One issue ignored by medicine in my student days was the problem of abortion, which was then for the most part illegal in the United States. A million American women flew out of the country every year to have an elective abortion. Those who could not afford the plane fare often showed up, septic and bleeding, in hospital emergency rooms. There were abortionists in every city, back-room mills, and whispered addresses passed to frightened women in need of the tawdry, dangerous industry which the medical profession pretended did not exist.
I remember asking a senior physician why the profession did not address the inequities and health hazards of the present situation.

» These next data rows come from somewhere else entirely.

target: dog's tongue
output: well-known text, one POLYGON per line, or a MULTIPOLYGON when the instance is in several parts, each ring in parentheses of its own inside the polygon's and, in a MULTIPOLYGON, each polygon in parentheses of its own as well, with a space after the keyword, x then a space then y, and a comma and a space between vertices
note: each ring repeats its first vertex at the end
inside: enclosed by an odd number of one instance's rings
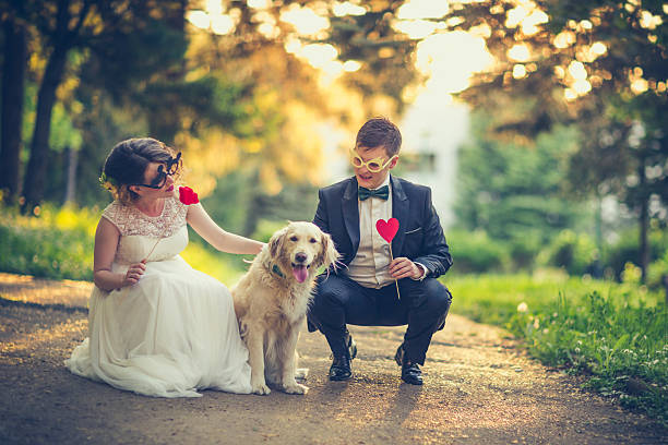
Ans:
POLYGON ((303 282, 307 279, 308 276, 308 272, 306 266, 294 266, 293 267, 293 275, 295 276, 295 279, 299 282, 303 282))

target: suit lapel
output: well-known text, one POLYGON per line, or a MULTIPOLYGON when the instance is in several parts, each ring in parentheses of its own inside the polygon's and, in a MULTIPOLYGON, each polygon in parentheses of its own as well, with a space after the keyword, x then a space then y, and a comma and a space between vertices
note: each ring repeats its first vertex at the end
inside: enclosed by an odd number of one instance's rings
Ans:
POLYGON ((408 197, 406 196, 406 193, 404 193, 404 189, 402 188, 399 181, 390 175, 390 182, 392 182, 392 217, 399 221, 399 229, 392 240, 392 254, 394 257, 397 257, 401 256, 402 248, 404 246, 404 232, 406 231, 406 225, 408 224, 409 206, 408 197))
POLYGON ((357 199, 357 178, 351 178, 348 182, 348 187, 344 192, 342 206, 344 214, 344 224, 346 226, 348 237, 350 238, 350 244, 353 245, 350 257, 346 258, 347 263, 349 263, 357 254, 357 249, 359 248, 359 206, 357 199))

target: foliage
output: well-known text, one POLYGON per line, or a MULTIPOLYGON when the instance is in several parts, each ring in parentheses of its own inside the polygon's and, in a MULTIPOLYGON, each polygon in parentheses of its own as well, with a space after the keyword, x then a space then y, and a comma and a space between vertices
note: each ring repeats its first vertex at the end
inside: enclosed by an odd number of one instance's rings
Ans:
MULTIPOLYGON (((16 208, 0 206, 0 270, 53 279, 93 279, 93 249, 98 208, 40 207, 39 218, 21 216, 16 208)), ((182 252, 191 266, 232 284, 246 269, 242 256, 192 241, 182 252)))
POLYGON ((563 267, 570 275, 575 276, 592 274, 593 266, 599 260, 594 241, 585 233, 569 229, 559 233, 546 251, 541 252, 541 256, 542 263, 563 267))
POLYGON ((542 362, 668 422, 668 312, 659 292, 566 275, 454 276, 452 310, 508 327, 542 362))
MULTIPOLYGON (((668 207, 668 10, 654 0, 453 4, 450 29, 472 31, 496 59, 461 94, 497 119, 490 137, 533 140, 559 125, 580 143, 562 171, 581 199, 615 196, 665 224, 668 207), (530 98, 527 100, 526 98, 530 98)), ((640 242, 647 266, 646 239, 640 242)))
POLYGON ((455 257, 456 274, 500 273, 509 269, 508 245, 489 238, 485 231, 448 231, 450 252, 455 257))
POLYGON ((47 278, 93 279, 97 212, 46 206, 40 218, 0 208, 0 269, 47 278))
MULTIPOLYGON (((604 249, 603 260, 610 273, 620 278, 628 263, 640 265, 640 248, 637 245, 637 231, 622 231, 616 242, 607 244, 604 249)), ((649 233, 649 261, 656 262, 668 252, 668 234, 665 230, 655 229, 649 233)))
POLYGON ((508 242, 515 266, 528 267, 542 245, 586 215, 562 188, 576 134, 556 128, 535 144, 501 142, 489 136, 494 119, 474 115, 472 141, 460 151, 457 224, 508 242))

“Abortion is illegal,” he replied.
“I know,” I said. “It’s also medically dangerous and unfair.”
“But it’s illegal,” he said, as if that was all there was to say about it.
I felt there was more to say, and I devised a story that would talk about my concerns. I wrote A Case of Need in ten days during spring break. I sent it to my publisher, and received in reply the call I had been dreading for so long.
“We like it,” my editor said, “but we want some revisions.”
“Oh no,” I groaned.
“You don’t understand,” he said. “This is good news. We want to publish this book in hard cover. But we think it needs some revision first.”
“No,” I said. “Let’s just publish it in paperback, the way we always do.”
There was a puzzled silence. “Usually authors want their book published in hard cover,” he said.
“I don’t,” I said. “And I don’t want to revise it. I’m in school. I have no time.”
But in the end, he talked me into rewriting the novel during the summer, and A Case of Need was published the following year, in 1968.